Team of six. The graded deliverable was a 40-minute oral defense rather than the code itself, so we shared the implementation and worked through the theory together. I built the Streamlit interface around the pipeline.
The problem
Standard text-to-image models cannot generate a specific subject from a prompt alone — your watch, your dog, your friend. Naive fine-tuning on a few photos creates a worse problem than it solves: the model overfits to the subject and forgets what the broader class means. After a few hundred steps, prompting a watch generates only the trained instance. DreamBooth's contribution is a loss formulation that lets you fine-tune on the subject without losing the general concept.
The approach
Two losses run in parallel during training. The subject loss
is a standard diffusion MSE — noise added to the subject's
latents, the UNet predicts the noise, gradients flow. The
prior preservation loss runs on around 200 class images
generated by the frozen base model before training begins,
with the class prompt — a watch, no rare token. Both
losses sum with equal weight:
L = L_subject + λ × L_prior, with
λ = 1.0. Without the prior term, after a few
hundred steps the model forgets that watch refers to
the entire category — it just generates the trained instance.

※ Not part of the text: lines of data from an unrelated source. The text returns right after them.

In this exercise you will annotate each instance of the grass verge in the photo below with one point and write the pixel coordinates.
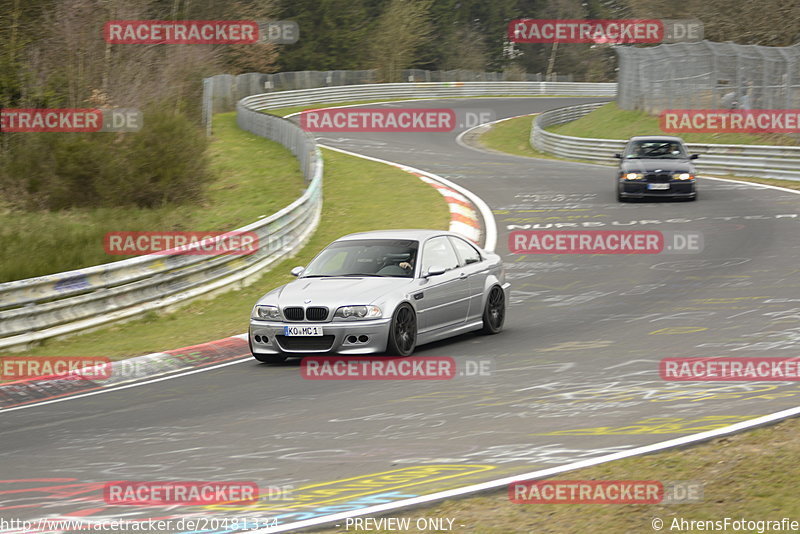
(254, 178)
(359, 195)
(751, 476)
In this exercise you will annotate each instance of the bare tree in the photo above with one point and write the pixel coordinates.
(465, 49)
(403, 27)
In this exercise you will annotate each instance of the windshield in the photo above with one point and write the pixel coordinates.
(666, 149)
(367, 257)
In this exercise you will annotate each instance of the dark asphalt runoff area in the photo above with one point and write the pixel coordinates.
(574, 375)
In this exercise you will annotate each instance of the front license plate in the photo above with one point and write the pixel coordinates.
(302, 330)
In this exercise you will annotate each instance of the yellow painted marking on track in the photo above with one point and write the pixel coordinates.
(657, 425)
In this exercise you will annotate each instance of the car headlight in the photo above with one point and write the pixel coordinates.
(358, 312)
(266, 312)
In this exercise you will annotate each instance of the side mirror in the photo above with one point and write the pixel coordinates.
(434, 270)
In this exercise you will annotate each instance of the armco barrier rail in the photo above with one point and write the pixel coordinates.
(381, 91)
(39, 308)
(761, 161)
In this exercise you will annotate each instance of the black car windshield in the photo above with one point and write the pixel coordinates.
(365, 257)
(666, 149)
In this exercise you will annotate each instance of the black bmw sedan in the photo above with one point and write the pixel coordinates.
(656, 166)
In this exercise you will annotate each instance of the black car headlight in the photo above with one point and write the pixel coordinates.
(266, 312)
(633, 176)
(358, 312)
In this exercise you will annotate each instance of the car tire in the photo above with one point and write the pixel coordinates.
(402, 331)
(494, 311)
(275, 359)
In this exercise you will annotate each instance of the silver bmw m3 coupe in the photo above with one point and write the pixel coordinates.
(382, 292)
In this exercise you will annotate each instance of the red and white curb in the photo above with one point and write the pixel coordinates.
(464, 218)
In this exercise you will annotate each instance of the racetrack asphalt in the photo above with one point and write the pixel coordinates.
(574, 375)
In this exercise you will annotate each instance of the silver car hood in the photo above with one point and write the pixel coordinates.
(335, 291)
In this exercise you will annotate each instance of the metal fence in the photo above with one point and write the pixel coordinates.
(382, 91)
(39, 308)
(708, 75)
(741, 160)
(221, 92)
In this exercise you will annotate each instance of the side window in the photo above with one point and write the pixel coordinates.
(465, 251)
(438, 252)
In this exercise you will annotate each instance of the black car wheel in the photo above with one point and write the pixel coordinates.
(494, 313)
(402, 331)
(270, 358)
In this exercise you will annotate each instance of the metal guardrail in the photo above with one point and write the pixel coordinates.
(383, 91)
(762, 161)
(59, 304)
(44, 307)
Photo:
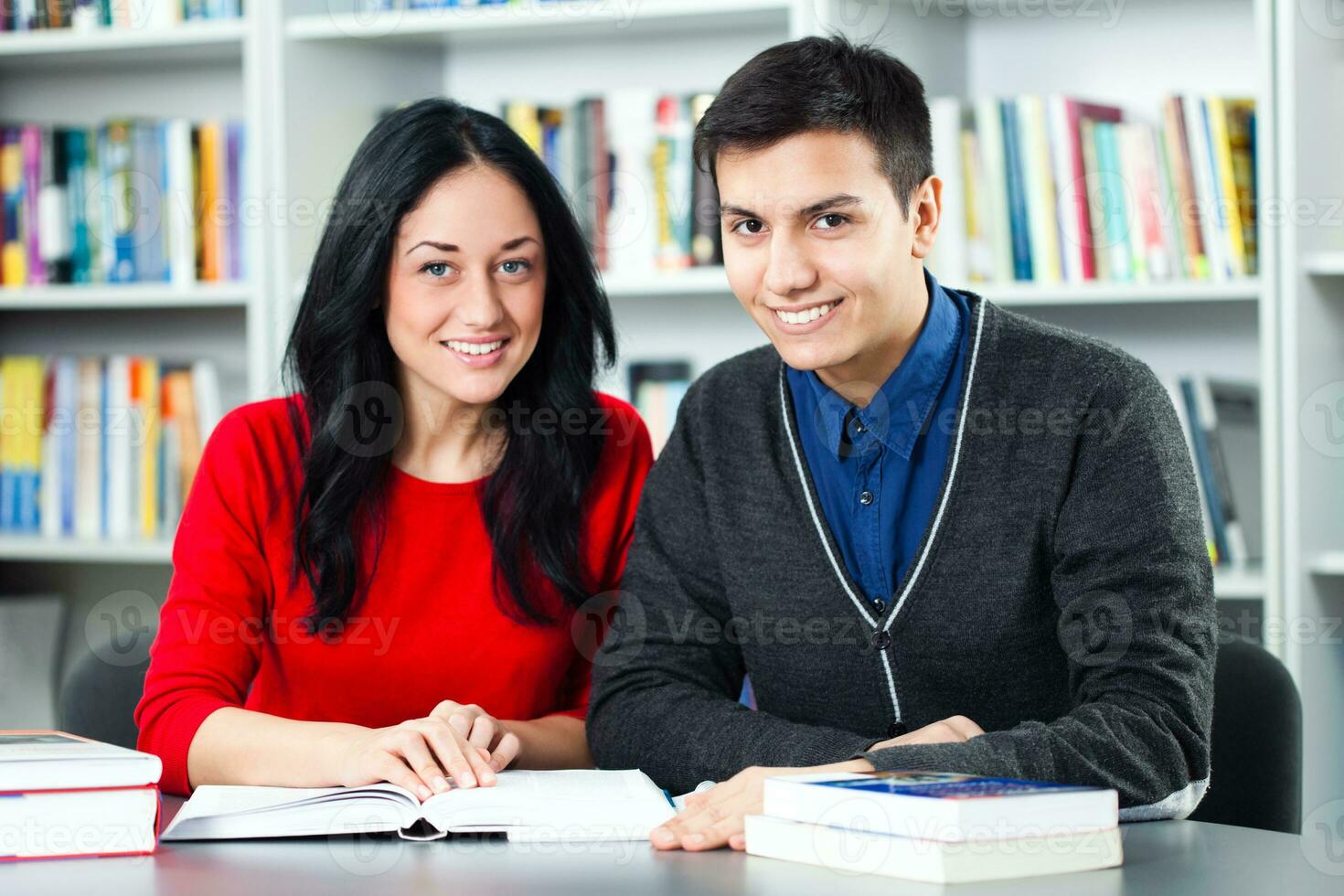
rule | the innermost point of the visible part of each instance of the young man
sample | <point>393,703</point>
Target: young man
<point>935,534</point>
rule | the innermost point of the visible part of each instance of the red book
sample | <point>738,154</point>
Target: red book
<point>66,797</point>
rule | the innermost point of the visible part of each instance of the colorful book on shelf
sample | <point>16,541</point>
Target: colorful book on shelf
<point>656,391</point>
<point>1057,189</point>
<point>114,446</point>
<point>119,203</point>
<point>14,254</point>
<point>672,182</point>
<point>1038,189</point>
<point>89,15</point>
<point>1017,192</point>
<point>626,165</point>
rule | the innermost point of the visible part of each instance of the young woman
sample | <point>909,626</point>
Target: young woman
<point>375,578</point>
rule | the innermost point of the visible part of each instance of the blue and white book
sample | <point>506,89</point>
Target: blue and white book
<point>863,852</point>
<point>941,806</point>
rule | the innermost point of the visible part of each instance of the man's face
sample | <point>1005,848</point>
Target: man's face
<point>818,251</point>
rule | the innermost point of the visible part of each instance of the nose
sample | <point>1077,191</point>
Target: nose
<point>789,268</point>
<point>479,304</point>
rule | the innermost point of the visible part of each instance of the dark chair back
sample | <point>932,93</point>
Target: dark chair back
<point>99,700</point>
<point>1257,743</point>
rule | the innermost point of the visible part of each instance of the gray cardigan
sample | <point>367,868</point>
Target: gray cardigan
<point>1061,597</point>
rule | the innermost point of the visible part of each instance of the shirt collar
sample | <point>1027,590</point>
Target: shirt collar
<point>897,414</point>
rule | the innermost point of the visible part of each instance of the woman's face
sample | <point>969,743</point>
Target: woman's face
<point>465,289</point>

With it, the general concept stays anchored.
We fine-tuned for 1000 steps with a learning rate of 5e-6: the
base model already knows what a watch is, we only needed to
slip in the information that [V_ohwx] refers to
this watch specifically. The text encoder was trained
alongside the UNet for better subject fidelity, at the cost of
more VRAM and more time — about a quarter of a day on the
hardware we had. Seed 1234 for reproducibility.
Result
Three reference metrics from the paper — DINO (subject fidelity), CLIP-I (image-image similarity), CLIP-T (text-image alignment) — measured on three prompts (a beach, a snowy scene, a Monet-style painting), four images per prompt.
CLIP-T came in at 0.32, above the paper's 0.305. DINO at 0.36 against the paper's 0.668; CLIP-I at 0.72 against 0.803. The model follows text prompts reliably; subject fidelity is below.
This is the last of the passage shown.